Today’s choice is rarer than rare – and yet, doesn’t this name sound like it could be more common?
Thanks to Jasmin for suggesting Rialta as our Baby Name of the Day.
Just how rare is Rialta?
Rialta has never been given to more than five children born in a single year. There have been a handful of women named Rialta over the past century or so. She appears in North Carolina, Michigan, Wyoming, New Jersey, Missouri and beyond in US Census records.
But the first reference to Rialta wasn’t as a given name. It was an alias for a spy.

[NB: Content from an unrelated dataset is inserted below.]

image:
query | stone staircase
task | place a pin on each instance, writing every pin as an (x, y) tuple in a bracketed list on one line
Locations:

Or make that a co-conspirator in a plot to put Mary, Queen of Scots on the English throne, in place of Queen Elizabeth. It’s a fascinating chapter in history, packed with intrigue. I can’t tell just how engaged Lady Penelope Rich was in the plotting, but her brother was executed for treason when the plan fell apart, while her role was overlooked. The small group of organizers all used aliases in their correspondence. Courtier Thomas Fowler was Fidelis, the Earl of Essex was Ernestus, and Lady Rich? She was Rialta.

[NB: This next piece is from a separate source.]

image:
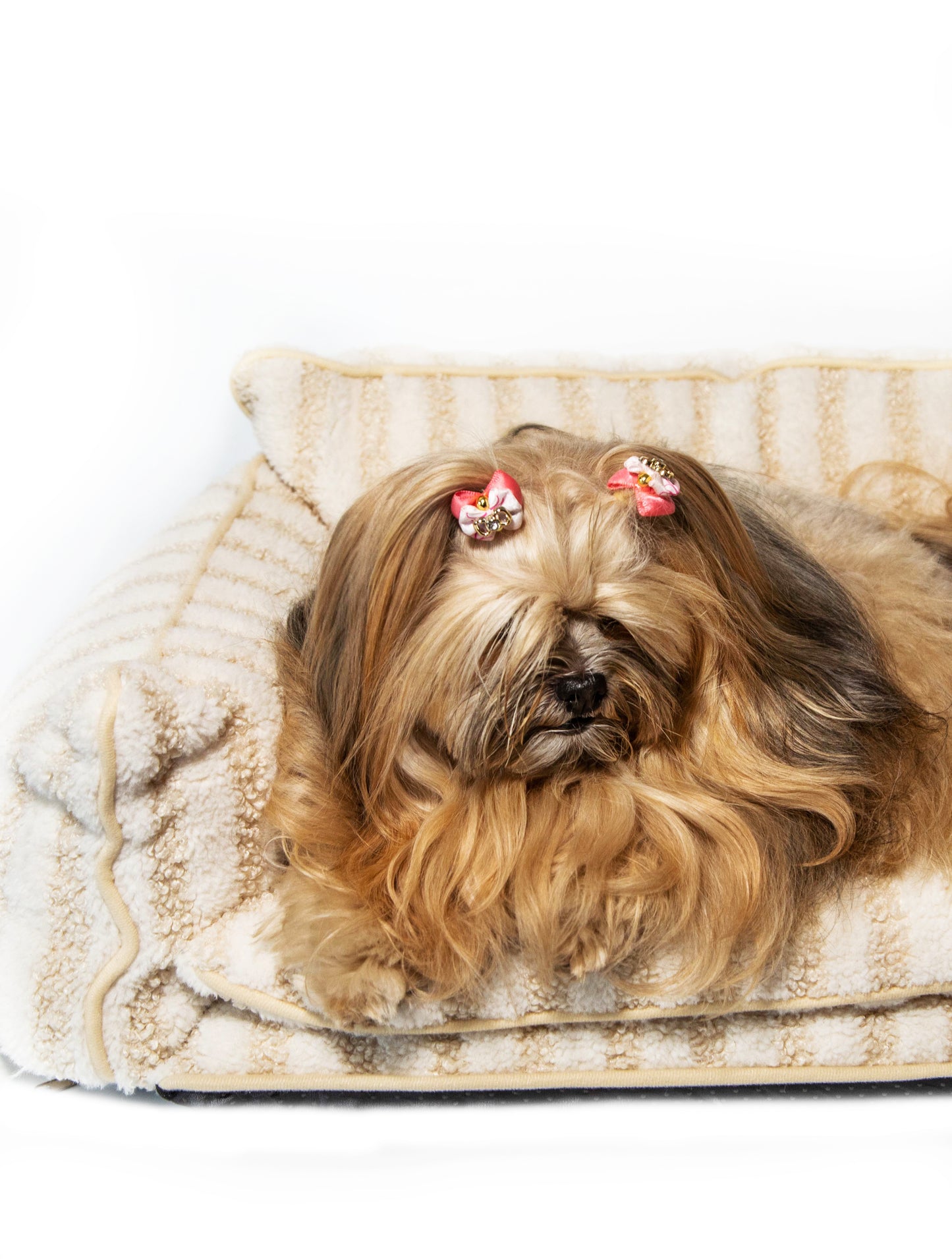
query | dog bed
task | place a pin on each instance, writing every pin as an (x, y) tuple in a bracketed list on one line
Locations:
[(139, 752)]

Let’s take a closer look at Penelope. It is generally believed that she inspired Sir Philip Sidney to write the Astrophel and Stella poems. And despite being married with seven children, Penelope conducted a scandalous affair with the future Earl of Devonshire – and eventually married him, despite lacking church approval.

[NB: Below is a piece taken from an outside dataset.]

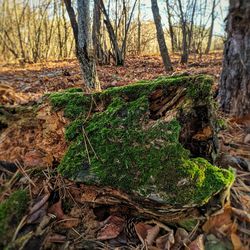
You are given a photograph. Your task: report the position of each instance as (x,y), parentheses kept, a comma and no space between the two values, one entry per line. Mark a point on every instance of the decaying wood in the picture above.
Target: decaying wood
(130,203)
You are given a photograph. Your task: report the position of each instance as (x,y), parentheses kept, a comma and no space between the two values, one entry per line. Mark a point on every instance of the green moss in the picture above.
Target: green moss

There’s no clue as to how she acquired her alias, but there’s a virtuous ring to all of the names. In some ways, that deepens the mystery, because neither of the possible origins for the name quite fit:
- The Italian word rivo seems to mean channel, or maybe brook. While fiume is the usual word for river, I’ve seen riva, too. Combine alto, deep, and Rialta is a deep brook. This puts her in the company of up-and-comers River and Rio.
- But alta can also mean high, as in Venice’s Rivoaltus, the part of the city where the market has been located since 1097. The Rialto Bridge spans the Grand Canal – that’s the bridge in the picture above. The Merchant of Venice references the market by name.
So Rialta is undeniably a place name, one rich with the mystery and charm of Venice, and possibly a nature name, plus the association with rise makes her just the tiniest bit of a virtuous choice, too.
Places in the US have borrowed the name – a city in California, for one. And once upon a time, New York City’s original theater district was known as the Rialto, concentrated around Union Square.
Thanks to the theatrical association, plenty of theaters have been called The Rialto.
None of this makes Rialta a super-likely candidate for use as a personal name – but names have been borrowed from less likely sources. Plenty of girls’ names share similar sounds: Rhea, Rihanna, Regina, Reina, Rita.
All together, there’s something imprecise about Rialta’s story, but the connection the Venetian place alone could be enough to make a compelling case for considering this lovely rarity.
What do you think of Rialta? Is this one wearable in 2014?